Wander Franco’s big league career spans just 70 games and 104 days, but Yancen Pujols of El Caribe, a news outlet in Franco’s native Dominican Republic, reports that the Rays have put forth what would be a record-setting contract offer to the 20-year-old shortstop (Twitter thread). Exact terms aren’t known, but Pujols indicates that the offer is at least ten years in length and would land somewhere in the $150-200MM range. That’d go well beyond the eight-year, $100MM contract Ronald Acuna Jr. signed in Atlanta — the current record for a player with under a year of Major League service time.
The Rays are among the many teams who regularly show interest in early-career extensions. That’s largely a necessity for them to retain homegrown stars, given the payroll restrictions ownership places on the front office.

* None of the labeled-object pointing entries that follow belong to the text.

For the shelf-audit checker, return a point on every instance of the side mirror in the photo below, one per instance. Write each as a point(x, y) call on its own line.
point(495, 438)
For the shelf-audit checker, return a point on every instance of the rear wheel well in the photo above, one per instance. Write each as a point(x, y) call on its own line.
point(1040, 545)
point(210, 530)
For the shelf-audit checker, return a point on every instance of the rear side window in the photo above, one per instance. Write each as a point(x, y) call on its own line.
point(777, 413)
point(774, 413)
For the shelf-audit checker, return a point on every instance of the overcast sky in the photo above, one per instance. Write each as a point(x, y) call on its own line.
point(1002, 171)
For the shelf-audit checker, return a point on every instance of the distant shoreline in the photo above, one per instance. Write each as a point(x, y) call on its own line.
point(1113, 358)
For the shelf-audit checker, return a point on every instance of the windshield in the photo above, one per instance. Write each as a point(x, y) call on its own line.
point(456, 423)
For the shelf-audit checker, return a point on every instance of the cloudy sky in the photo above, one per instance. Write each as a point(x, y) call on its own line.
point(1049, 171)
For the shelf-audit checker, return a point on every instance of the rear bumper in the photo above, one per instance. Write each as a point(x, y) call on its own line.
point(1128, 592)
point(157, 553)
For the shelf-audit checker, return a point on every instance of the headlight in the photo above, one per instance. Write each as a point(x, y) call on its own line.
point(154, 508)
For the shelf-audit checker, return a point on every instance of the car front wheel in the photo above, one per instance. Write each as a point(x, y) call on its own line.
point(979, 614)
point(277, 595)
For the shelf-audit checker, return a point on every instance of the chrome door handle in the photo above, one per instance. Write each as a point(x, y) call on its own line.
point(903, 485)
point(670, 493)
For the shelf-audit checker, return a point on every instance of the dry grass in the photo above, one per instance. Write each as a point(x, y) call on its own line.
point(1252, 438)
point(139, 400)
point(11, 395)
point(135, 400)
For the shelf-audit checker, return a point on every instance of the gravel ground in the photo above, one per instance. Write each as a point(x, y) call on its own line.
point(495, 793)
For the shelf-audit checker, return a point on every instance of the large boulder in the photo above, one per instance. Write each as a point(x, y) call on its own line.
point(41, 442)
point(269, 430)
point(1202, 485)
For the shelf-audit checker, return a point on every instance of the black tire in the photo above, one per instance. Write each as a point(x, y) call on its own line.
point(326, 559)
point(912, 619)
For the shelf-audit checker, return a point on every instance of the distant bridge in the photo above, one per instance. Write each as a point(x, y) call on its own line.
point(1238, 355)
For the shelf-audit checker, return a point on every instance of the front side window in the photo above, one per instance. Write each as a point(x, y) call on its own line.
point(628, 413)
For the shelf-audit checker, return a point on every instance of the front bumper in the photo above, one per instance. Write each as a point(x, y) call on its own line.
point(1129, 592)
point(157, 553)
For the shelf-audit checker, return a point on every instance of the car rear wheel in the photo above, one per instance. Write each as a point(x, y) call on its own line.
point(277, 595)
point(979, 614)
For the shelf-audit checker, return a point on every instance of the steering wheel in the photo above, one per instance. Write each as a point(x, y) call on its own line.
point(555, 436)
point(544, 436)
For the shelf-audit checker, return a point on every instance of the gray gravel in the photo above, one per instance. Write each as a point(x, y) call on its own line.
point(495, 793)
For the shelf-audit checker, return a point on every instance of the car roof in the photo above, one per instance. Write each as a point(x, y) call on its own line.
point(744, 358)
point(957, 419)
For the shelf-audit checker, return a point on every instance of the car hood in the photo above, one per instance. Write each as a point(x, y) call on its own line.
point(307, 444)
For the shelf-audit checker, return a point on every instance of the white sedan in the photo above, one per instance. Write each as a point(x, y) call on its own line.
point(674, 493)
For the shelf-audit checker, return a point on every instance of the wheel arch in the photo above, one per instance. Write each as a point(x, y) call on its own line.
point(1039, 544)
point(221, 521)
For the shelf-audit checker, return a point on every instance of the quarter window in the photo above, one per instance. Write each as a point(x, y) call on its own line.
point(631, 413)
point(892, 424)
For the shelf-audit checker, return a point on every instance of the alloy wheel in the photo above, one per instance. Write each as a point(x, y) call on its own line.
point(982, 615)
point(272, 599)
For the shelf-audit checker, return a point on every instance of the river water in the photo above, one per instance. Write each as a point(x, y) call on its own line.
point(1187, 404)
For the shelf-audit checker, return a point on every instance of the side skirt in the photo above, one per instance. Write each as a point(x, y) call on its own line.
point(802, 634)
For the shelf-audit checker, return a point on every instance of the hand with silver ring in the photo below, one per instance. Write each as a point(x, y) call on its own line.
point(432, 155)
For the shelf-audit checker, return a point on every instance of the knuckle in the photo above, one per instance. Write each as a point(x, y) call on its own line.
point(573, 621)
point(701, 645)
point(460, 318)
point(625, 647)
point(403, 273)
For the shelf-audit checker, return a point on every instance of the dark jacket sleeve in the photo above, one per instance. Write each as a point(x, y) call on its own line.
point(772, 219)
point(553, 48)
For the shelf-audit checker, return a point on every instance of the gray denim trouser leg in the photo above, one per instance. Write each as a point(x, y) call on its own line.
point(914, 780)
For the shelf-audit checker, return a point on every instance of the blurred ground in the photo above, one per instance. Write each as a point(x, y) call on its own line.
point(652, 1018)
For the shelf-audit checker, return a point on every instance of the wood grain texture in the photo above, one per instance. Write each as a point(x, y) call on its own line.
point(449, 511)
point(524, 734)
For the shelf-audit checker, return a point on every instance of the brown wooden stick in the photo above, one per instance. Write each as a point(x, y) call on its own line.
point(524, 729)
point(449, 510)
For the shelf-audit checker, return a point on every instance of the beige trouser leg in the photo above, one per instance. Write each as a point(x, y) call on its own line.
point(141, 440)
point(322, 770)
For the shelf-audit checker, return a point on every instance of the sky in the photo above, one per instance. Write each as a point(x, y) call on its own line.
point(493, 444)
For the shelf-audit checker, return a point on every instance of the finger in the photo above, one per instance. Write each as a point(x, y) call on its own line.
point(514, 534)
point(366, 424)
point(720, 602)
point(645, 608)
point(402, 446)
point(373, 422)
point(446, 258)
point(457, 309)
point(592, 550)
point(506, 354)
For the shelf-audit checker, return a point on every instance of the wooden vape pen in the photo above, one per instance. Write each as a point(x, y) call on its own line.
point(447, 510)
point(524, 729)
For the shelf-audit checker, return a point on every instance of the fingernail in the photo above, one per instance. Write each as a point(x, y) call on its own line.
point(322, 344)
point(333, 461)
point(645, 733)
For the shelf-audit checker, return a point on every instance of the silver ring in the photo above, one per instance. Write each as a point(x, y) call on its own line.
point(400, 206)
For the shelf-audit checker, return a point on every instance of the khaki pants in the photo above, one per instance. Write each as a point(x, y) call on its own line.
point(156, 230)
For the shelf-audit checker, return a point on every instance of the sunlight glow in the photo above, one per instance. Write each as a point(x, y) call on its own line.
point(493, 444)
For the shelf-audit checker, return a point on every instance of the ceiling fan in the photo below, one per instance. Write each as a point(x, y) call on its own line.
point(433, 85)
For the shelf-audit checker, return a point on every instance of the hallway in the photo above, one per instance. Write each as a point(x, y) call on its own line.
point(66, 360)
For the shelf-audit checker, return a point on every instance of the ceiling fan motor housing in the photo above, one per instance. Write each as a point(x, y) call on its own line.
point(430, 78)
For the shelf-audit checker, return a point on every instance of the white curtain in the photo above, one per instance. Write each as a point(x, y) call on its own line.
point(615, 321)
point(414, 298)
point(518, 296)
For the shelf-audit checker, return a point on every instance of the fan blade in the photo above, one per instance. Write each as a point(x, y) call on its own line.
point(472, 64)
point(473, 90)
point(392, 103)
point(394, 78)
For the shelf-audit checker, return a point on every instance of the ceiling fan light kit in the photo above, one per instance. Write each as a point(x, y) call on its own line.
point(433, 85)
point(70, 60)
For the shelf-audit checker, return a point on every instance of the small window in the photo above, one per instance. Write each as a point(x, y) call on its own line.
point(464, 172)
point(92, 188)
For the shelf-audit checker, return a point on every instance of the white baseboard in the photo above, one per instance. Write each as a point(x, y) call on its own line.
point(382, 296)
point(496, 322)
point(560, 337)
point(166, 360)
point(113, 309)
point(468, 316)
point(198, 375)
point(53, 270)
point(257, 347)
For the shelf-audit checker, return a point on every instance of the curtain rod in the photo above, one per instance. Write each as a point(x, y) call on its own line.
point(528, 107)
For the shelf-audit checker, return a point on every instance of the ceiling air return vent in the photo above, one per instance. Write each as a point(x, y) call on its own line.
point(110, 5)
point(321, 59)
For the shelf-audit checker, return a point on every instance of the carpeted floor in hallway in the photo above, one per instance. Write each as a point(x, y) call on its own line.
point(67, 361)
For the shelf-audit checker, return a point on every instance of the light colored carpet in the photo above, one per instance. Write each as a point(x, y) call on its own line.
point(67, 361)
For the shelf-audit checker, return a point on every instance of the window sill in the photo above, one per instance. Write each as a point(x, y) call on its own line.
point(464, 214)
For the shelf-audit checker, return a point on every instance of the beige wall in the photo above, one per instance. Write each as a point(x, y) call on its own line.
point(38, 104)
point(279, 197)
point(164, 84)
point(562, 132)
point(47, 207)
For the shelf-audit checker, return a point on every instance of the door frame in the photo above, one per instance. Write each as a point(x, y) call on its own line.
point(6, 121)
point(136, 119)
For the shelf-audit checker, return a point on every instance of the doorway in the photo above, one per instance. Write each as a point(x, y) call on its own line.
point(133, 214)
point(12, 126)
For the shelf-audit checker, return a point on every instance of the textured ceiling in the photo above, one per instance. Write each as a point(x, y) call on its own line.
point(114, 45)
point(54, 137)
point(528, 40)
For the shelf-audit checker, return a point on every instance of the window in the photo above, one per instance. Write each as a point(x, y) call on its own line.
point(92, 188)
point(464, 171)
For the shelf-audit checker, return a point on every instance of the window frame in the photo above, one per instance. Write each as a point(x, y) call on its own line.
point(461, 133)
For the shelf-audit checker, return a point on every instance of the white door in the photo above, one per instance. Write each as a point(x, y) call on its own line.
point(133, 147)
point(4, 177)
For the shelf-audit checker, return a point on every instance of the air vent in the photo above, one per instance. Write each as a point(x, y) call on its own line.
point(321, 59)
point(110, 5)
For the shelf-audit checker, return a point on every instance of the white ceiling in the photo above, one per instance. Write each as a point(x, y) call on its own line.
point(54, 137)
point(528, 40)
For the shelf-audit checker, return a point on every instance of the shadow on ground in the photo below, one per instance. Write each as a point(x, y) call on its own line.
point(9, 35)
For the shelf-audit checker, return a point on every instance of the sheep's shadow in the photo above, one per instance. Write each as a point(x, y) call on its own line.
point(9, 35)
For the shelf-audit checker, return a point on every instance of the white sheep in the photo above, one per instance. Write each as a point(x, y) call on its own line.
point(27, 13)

That said, while Tampa Bay has had some success in this regard in the past — Brandon Lowe, Evan Longoria, Matt Moore and Chris Archer all signed team-friendly extensions with under one year of MLB service time — the reported terms here would dwarf any contract ever handed out by the franchise, regardless of service time. (Longoria’s second extension — a six-year, $100MM pact — is the current franchise record.)
It’s easy to see why the Rays are so bullish on Franco’s long-term outlook. The consensus No. 1 prospect in all of baseball for two years prior to his debut, Franco burst onto the scene at 20 years of age and slashed .288/.347/.463 with seven home runs, 18 doubles, five triples and a pair of stolen bases through 308 plate appearances. In spite of that youth, Franco looked like he belonged almost immediately — at one point reaching base in 43 consecutive games. That mind-boggling stretch, which spanned from July 25 to Sept. 29, saw Franco post a combined .329/.398/.545 batting line with more walks (9.1%) than strikeouts (8.1%). Franco went on to finish third place in AL Rookie of the Year voting despite appearing in just 70 games.
The Rays waited until late June to call Franco to the big leagues, all but ensuring that he’d avoid Super Two status under the current iteration of the arbitration system (which could change, depending on ongoing labor negotiations). As things currently stand, Franco wouldn’t even be arbitration-eligible until after the 2024 season, and he wouldn’t reach the open market until the completion of the 2027 campaign. A contract of 10-plus years in length would buy out all of Franco’s arbitration seasons and lock in at least four would-be free-agent years — plus any additional option years that could potentially be tacked on.